Now, that tax rate could be zero if that was your only source of income and you’ve got the basic personal amount. That tax rate could be as high as 54% for someone in Nova Scotia who was at the top tax bracket, who earned a substantial amount of income before being laid off, and then started collecting the CERB.

So, these are issues to think about. You want to either work with your professional advisor, your accountant, in terms of calculating the tax on that CERB. You can certainly go online and use an online tax calculator, and get an estimate of how much you might owe.

Even the new benefits, the Canada Recovery Benefit, the Sickness Benefit and the Caregiving Benefit, although they are subject to a 10% withholding tax, that may not be enough, depending on your tax rate for 2020. So, my first tip for year-end is to think about your total liability on any Covid-19 related benefits you had received in 2020, and set aside that money so it’s not a surprise in the spring.

Then we get into the normal stuff that we talk about every year, with tax-loss selling, particularly this year. 2020 was a difficult year if you owned energy stocks, which are down as of early December by about 25% or so. So, again, if you’ve got some losers on the energy stocks, maybe you want to sell those before the end of the year, take that capital loss, apply it against other gains you had this year. Maybe carry it back three calendar years, or being able to carry it forward indefinitely.

Always be mindful of the superficial loss rules, which is that 30-day rule which says that if you buy it back within 30 days, either you or your spouse, your corporation — even an RRSP or a TFSA buys it back — that loss is superficial and therefore you cannot take advantage of it right away.

Other things that we always talk about towards the end of the year, of course, for people converting an RRSP to a RRIF, you’ve got to do it aged 71 by the end of the year. If you have any unused RRSP contribution room, you’ll want to make sure you use that before December 31st. You don’t have that normal 60 days.

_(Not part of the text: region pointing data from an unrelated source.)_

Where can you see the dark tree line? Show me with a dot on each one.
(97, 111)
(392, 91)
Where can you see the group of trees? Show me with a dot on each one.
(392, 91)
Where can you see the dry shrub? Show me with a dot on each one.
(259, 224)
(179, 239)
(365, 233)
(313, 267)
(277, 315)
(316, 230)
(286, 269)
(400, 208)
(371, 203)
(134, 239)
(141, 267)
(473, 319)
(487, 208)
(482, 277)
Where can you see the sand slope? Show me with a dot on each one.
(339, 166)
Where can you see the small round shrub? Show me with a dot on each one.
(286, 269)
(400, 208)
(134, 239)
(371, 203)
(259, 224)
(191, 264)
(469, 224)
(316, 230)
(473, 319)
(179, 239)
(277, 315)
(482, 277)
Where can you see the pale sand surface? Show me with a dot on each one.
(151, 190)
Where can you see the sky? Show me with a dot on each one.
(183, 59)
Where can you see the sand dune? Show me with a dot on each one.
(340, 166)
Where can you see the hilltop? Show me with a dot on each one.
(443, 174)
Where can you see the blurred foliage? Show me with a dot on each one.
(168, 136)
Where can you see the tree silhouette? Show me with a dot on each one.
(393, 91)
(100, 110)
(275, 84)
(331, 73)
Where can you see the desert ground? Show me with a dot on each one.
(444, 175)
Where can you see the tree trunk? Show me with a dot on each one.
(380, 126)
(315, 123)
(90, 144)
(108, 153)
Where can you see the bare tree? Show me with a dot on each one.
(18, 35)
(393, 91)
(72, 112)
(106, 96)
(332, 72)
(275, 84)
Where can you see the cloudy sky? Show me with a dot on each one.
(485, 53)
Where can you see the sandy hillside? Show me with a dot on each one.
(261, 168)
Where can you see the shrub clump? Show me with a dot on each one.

There are some strategies out there in terms of making a deliberate overcontribution if you still have earned income this year that will create contribution room for next year. Delay making a deliberate overcontribution this month in the month of December, paying a bit of penalty tax for a month, and then being able to deduct that next year when you don’t have an overcontribution problem.

We have the normal stuff as well, in terms of things like making sure that we pay certain expenses by the end of the year. Students should pay interest on their student loans, make sure they do that by the end of the year. If it qualifies, you get a non-refundable tax credit. Individuals who have medical expenses, if they’re using a calendar year basis, you want to pay those by the end of the year. Similarly, charitable giving: you want to make sure you want to do that by December 31st to get your tax credit for 2020.

Finally, just something to keep in mind. There is a special one-time Covid-19 payment for individuals with a disability. It’s a $600 one-time, non-taxable payment. They have extended the deadline to apply for the disability tax credit to December 31st, 2020. So, an opportunity for anyone in the family that does have a severe disability that could qualify for the disability tax credit, to have that certificate filled out by a medical practitioner, have it certified, and get that $600 one-time, tax-free payment in early 2021.